Des soldats de maintien de la paix patrouillent à Bangui, le 30 septembre 2015. (AP Photo)

Des musulmans armés ont tué au moins deux personnes, samedi, dans des quartiers chrétiens du sud-ouest de Bangui. Dans ce contexte violent, la présidente centrafricaine a assuré que les élections et le référendum se tiendraient avant fin 2015.

Regain de violences en République centrafricaine. Au moins deux personnes ont été tuées et plusieurs blessées, samedi 31 octobre à Bangui, par des musulmans armés qui ont lancé de nouvelles attaques contre des quartiers abritant des chrétiens dans le sud-ouest, selon une source militaire.

"En tout, deux personnes ont été tuées et plusieurs blessées dans des violences qui ont repris en milieu de journée au PK5 (quartier musulman) et dans les quartiers chrétiens du sud-ouest.

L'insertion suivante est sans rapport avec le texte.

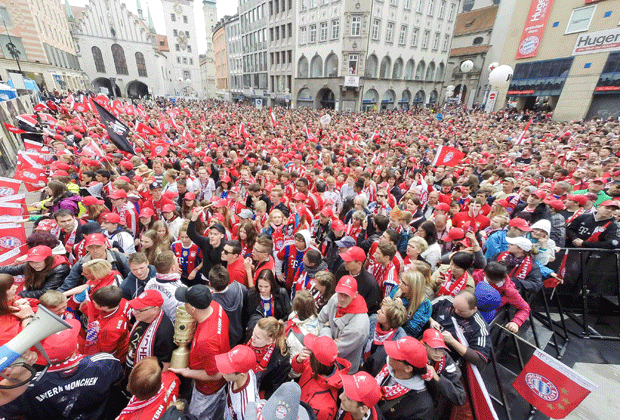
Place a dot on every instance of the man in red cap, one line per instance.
(121, 239)
(360, 397)
(445, 382)
(74, 386)
(126, 211)
(403, 389)
(345, 319)
(153, 331)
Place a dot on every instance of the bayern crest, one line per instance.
(542, 387)
(10, 242)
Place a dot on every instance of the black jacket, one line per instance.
(211, 256)
(53, 279)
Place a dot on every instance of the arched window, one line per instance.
(119, 59)
(98, 59)
(141, 64)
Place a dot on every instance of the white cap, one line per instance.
(523, 243)
(543, 224)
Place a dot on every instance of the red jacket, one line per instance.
(510, 296)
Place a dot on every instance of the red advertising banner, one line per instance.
(534, 28)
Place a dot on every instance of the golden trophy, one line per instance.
(184, 329)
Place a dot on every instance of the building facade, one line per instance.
(221, 61)
(209, 11)
(253, 21)
(120, 54)
(235, 57)
(568, 61)
(37, 45)
(364, 55)
(281, 50)
(183, 61)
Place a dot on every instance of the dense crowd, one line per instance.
(338, 256)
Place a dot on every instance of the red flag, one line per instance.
(9, 186)
(142, 128)
(448, 156)
(12, 236)
(274, 122)
(14, 129)
(159, 149)
(551, 386)
(521, 138)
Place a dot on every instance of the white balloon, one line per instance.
(500, 76)
(467, 66)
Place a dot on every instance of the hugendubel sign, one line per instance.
(594, 42)
(534, 28)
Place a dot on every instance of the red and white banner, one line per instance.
(551, 386)
(521, 138)
(9, 186)
(534, 28)
(448, 156)
(12, 235)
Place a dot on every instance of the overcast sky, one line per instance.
(224, 7)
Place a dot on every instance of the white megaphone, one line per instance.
(44, 324)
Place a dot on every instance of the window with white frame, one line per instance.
(436, 41)
(446, 42)
(323, 31)
(431, 7)
(335, 28)
(389, 32)
(425, 37)
(356, 25)
(414, 37)
(402, 38)
(376, 27)
(451, 13)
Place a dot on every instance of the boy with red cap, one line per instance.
(237, 368)
(344, 318)
(360, 397)
(402, 381)
(444, 376)
(320, 369)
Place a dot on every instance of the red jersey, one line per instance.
(155, 407)
(210, 339)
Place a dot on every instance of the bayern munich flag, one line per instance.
(551, 386)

Plusieurs maisons ont été incendiées et des tirs nourris ont été entendus dans ces quartiers chrétiens investis par des musulmans armés", a précisé cette source.

"Les attaques ont été lancées contre ces quartiers, alors que des groupes d'individus se réclamant des anti-balaka (milices chrétiennes) appuyés par des éléments des forces armées centrafricaines, ont entrepris de se positionner dans les quartiers sud-ouest pour protéger les habitants des attaques des musulmans", a-t-elle ajouté.

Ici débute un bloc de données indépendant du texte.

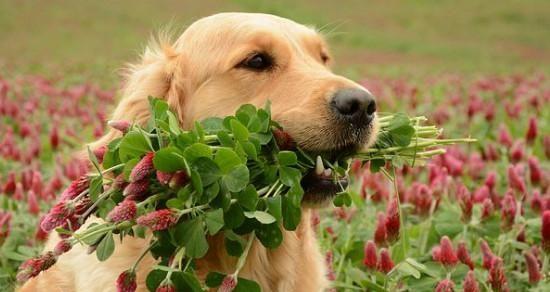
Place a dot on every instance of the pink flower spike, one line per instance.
(76, 188)
(143, 168)
(32, 203)
(532, 267)
(536, 202)
(532, 130)
(126, 281)
(496, 278)
(158, 220)
(463, 255)
(445, 285)
(470, 283)
(370, 259)
(380, 233)
(99, 153)
(535, 171)
(447, 255)
(545, 231)
(124, 211)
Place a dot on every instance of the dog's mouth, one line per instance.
(323, 182)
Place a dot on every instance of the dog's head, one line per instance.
(226, 60)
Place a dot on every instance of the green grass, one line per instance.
(92, 39)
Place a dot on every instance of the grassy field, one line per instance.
(405, 38)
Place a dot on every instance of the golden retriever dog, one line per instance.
(219, 63)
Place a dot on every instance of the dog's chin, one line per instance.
(320, 188)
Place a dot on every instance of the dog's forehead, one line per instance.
(242, 26)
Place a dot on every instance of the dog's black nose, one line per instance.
(353, 104)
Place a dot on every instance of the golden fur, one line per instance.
(197, 75)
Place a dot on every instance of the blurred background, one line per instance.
(405, 38)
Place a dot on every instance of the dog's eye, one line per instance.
(257, 62)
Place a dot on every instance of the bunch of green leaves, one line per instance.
(241, 186)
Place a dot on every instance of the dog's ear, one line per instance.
(151, 76)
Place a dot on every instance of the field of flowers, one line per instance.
(475, 219)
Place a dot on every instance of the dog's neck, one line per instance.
(296, 265)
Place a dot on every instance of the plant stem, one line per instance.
(403, 234)
(112, 168)
(242, 259)
(143, 254)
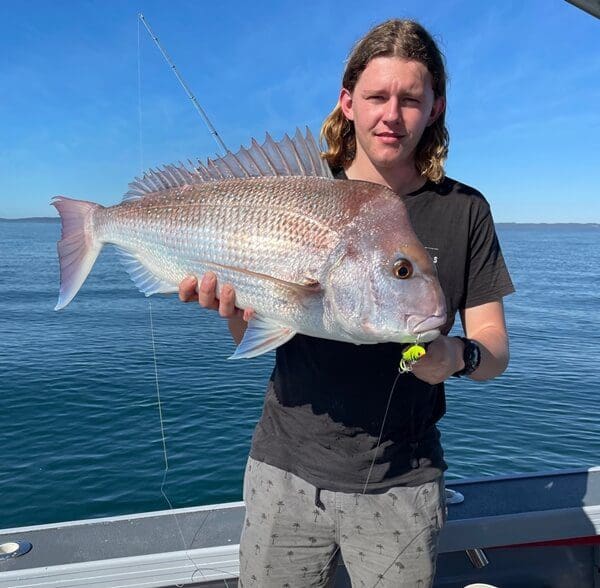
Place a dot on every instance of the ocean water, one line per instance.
(79, 412)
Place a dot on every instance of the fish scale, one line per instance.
(308, 253)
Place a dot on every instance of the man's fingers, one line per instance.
(187, 289)
(207, 292)
(227, 301)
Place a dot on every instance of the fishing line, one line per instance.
(155, 360)
(409, 357)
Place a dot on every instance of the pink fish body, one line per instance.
(330, 258)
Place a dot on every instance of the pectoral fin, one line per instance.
(262, 336)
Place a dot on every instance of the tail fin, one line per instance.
(77, 249)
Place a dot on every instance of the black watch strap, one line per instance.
(471, 357)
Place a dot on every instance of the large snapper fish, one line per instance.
(336, 259)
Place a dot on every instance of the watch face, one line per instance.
(472, 356)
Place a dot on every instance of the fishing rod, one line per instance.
(187, 90)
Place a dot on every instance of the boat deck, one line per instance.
(198, 546)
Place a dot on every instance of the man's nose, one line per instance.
(393, 113)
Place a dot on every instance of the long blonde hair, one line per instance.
(405, 39)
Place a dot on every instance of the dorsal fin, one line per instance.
(299, 156)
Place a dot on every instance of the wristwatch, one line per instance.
(471, 357)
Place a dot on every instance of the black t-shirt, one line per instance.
(326, 399)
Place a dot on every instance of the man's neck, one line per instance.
(401, 179)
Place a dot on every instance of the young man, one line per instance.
(345, 459)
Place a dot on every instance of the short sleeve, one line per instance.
(487, 278)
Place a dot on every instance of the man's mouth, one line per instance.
(387, 136)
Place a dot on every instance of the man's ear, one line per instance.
(345, 101)
(439, 105)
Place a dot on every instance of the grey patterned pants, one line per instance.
(294, 534)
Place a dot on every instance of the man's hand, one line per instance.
(443, 358)
(485, 324)
(206, 295)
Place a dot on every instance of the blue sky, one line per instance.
(523, 111)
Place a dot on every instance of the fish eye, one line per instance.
(402, 269)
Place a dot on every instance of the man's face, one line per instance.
(391, 105)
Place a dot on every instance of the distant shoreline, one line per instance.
(590, 226)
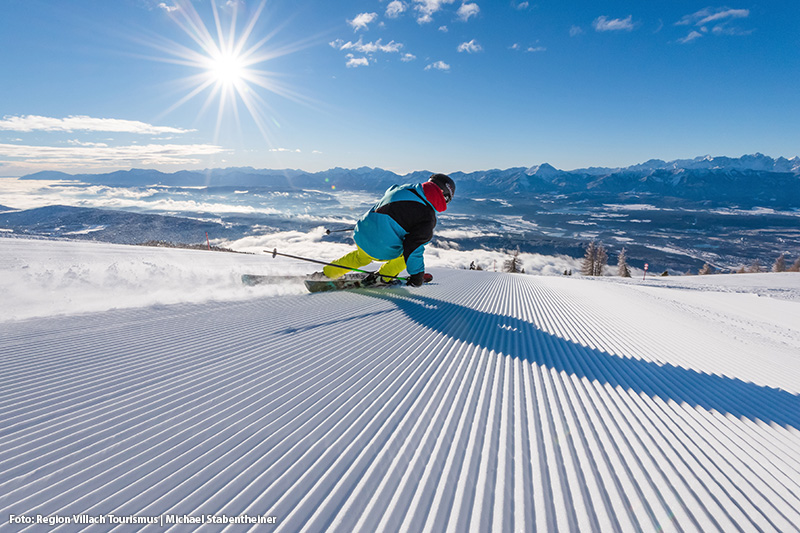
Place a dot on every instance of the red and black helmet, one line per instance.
(445, 183)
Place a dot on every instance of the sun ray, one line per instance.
(229, 58)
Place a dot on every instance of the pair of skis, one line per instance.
(349, 281)
(358, 279)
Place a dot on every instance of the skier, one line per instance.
(397, 229)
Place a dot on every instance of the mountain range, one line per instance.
(748, 181)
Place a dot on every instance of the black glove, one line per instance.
(416, 280)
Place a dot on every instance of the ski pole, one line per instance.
(329, 231)
(275, 253)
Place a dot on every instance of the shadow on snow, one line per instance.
(523, 340)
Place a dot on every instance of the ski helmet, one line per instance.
(447, 185)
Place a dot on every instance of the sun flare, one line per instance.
(227, 69)
(229, 64)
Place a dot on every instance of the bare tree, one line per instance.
(622, 264)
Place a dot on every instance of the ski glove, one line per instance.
(416, 280)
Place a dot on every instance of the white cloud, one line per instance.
(94, 156)
(367, 48)
(362, 20)
(28, 123)
(722, 19)
(470, 47)
(427, 8)
(603, 23)
(708, 15)
(439, 65)
(468, 10)
(353, 62)
(691, 37)
(395, 9)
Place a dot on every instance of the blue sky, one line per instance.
(94, 86)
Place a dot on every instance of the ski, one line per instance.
(258, 279)
(347, 282)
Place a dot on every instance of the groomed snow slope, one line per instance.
(482, 402)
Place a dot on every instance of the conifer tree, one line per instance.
(594, 260)
(589, 259)
(622, 264)
(602, 260)
(513, 265)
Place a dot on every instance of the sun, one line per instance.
(227, 69)
(228, 63)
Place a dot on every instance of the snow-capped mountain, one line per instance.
(150, 385)
(718, 180)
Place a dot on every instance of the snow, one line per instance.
(145, 382)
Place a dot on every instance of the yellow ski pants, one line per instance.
(359, 258)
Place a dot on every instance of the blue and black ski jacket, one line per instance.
(401, 223)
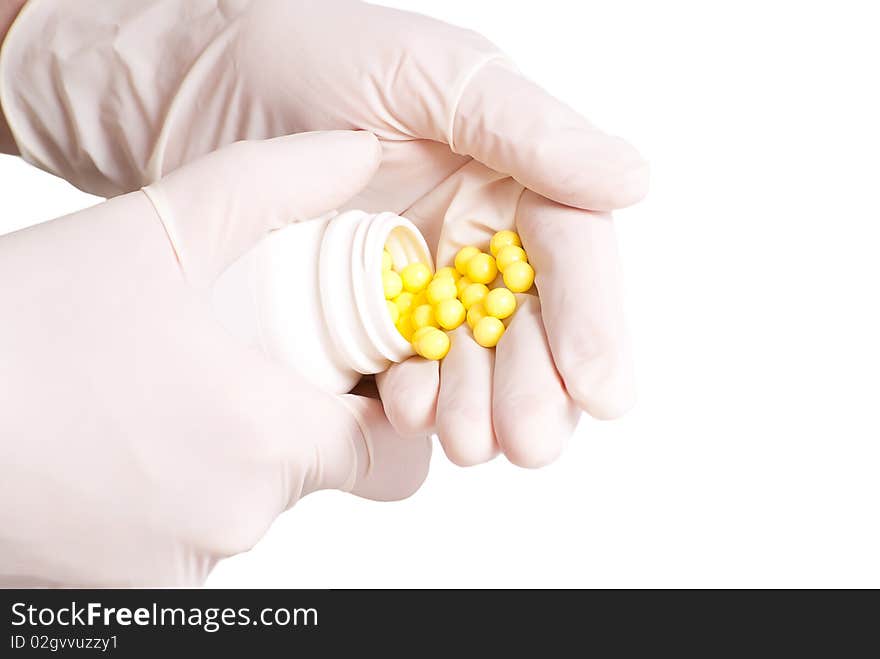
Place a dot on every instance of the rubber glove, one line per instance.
(139, 443)
(112, 95)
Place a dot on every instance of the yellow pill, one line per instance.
(519, 277)
(441, 289)
(475, 313)
(405, 327)
(502, 239)
(391, 284)
(415, 276)
(488, 331)
(464, 255)
(508, 255)
(500, 303)
(420, 298)
(393, 311)
(447, 272)
(404, 302)
(423, 316)
(473, 294)
(433, 345)
(449, 314)
(482, 269)
(419, 333)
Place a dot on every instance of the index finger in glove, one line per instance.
(578, 278)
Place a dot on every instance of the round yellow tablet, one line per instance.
(519, 277)
(419, 333)
(473, 294)
(433, 345)
(420, 298)
(481, 268)
(488, 331)
(464, 255)
(449, 314)
(475, 313)
(441, 289)
(415, 276)
(503, 239)
(448, 271)
(423, 316)
(404, 301)
(404, 326)
(500, 303)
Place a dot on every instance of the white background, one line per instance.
(752, 276)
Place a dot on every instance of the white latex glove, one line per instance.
(111, 96)
(139, 443)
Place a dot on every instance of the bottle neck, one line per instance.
(350, 281)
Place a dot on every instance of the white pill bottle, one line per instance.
(310, 295)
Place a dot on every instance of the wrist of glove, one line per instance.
(139, 443)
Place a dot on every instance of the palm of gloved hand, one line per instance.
(450, 113)
(139, 443)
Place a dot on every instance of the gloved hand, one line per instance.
(139, 443)
(112, 95)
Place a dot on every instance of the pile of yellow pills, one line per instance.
(422, 305)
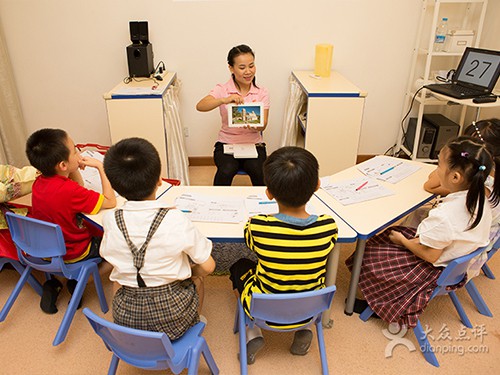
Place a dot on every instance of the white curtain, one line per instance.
(12, 128)
(177, 160)
(296, 98)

Selon cette source, plusieurs centaines de personnes ont fui les quartiers attaqués, "des hommes, des femmes et des enfants couraient dans tous les sens pour s'éloigner de la zone des violences".

Les forces internationales prises à partie

Selon une source diplomatique, les forces internationales (onusienne Minusca et française Sangaris) se sont interposées et ont été prises à partie sporadiquement par quelques petits groupes.

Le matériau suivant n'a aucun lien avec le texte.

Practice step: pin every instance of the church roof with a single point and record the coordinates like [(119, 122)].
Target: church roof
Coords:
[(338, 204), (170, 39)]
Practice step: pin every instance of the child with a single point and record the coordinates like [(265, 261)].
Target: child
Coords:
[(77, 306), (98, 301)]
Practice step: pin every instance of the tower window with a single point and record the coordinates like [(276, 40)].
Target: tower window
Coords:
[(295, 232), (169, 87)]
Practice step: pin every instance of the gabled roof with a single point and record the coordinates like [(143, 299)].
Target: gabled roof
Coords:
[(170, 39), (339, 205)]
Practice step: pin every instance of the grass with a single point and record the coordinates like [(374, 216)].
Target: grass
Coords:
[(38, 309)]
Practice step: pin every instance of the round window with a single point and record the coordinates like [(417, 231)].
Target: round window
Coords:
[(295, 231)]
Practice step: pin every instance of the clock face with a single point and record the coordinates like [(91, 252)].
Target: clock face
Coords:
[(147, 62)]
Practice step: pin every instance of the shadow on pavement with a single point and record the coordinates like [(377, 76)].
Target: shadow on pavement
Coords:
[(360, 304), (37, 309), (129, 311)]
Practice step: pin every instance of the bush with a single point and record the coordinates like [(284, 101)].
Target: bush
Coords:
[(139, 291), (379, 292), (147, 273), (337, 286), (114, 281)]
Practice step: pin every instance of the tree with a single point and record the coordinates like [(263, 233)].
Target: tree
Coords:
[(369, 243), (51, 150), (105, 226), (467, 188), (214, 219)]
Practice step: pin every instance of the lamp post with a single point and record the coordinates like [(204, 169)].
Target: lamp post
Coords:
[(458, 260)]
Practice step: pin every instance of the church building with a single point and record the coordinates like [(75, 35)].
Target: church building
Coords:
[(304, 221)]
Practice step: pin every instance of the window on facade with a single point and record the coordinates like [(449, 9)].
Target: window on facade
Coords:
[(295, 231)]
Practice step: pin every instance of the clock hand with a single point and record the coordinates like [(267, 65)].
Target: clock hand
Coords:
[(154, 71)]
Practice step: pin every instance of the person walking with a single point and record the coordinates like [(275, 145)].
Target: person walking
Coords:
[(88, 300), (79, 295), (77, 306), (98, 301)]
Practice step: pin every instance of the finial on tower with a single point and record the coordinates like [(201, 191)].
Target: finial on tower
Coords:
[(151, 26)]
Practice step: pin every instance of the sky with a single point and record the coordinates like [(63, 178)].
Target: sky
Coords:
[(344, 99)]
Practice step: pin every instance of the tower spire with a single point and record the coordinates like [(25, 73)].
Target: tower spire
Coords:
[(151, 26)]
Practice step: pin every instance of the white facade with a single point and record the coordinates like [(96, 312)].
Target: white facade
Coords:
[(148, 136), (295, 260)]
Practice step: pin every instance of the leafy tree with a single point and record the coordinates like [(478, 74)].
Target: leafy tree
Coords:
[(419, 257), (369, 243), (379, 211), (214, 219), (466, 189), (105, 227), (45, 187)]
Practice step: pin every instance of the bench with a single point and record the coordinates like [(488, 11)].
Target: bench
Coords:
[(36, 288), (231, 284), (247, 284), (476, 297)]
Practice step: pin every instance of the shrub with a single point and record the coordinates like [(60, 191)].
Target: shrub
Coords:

Ces nouvelles violences surviennent 48 heures après que quatre personnes ont été tuées et une vingtaine blessées jeudi dans des violences à Bangui, où des musulmans armés avaient mené des représailles après la mort de deux d'entre eux.

Le renversement en mars 2013 du président François Bozizé par la rébellion Séléka a plongé l'ex-colonie française dans sa plus grave crise depuis son indépendance en 1960, déclenchant des tueries entre communautés musulmanes et chrétiennes en 2013 et 2014.

Le niveau des affrontements a baissé depuis le mois dernier mais les tensions intercommunautaires restent vives à Bangui et de nombreux groupes armés continuent de sévir, ce qui a entrainé un nouveau report des élections dont le premier tour était prévu le 18 octobre.

Engagement sur la date des élections

Samedi, la présidente de transition Catherine Samba-Panza a assuré que le référendum constitutionnel et le 1er tour des élections présidentielle et législatives en Centrafrique auront lieu "avant la fin 2015".

"Compte tenu des délais légaux, de la situation actuelle, il n'est pas possible d'organiser tout le processus électoral en 2015. Il faut être réaliste", a-t-elle reconnu.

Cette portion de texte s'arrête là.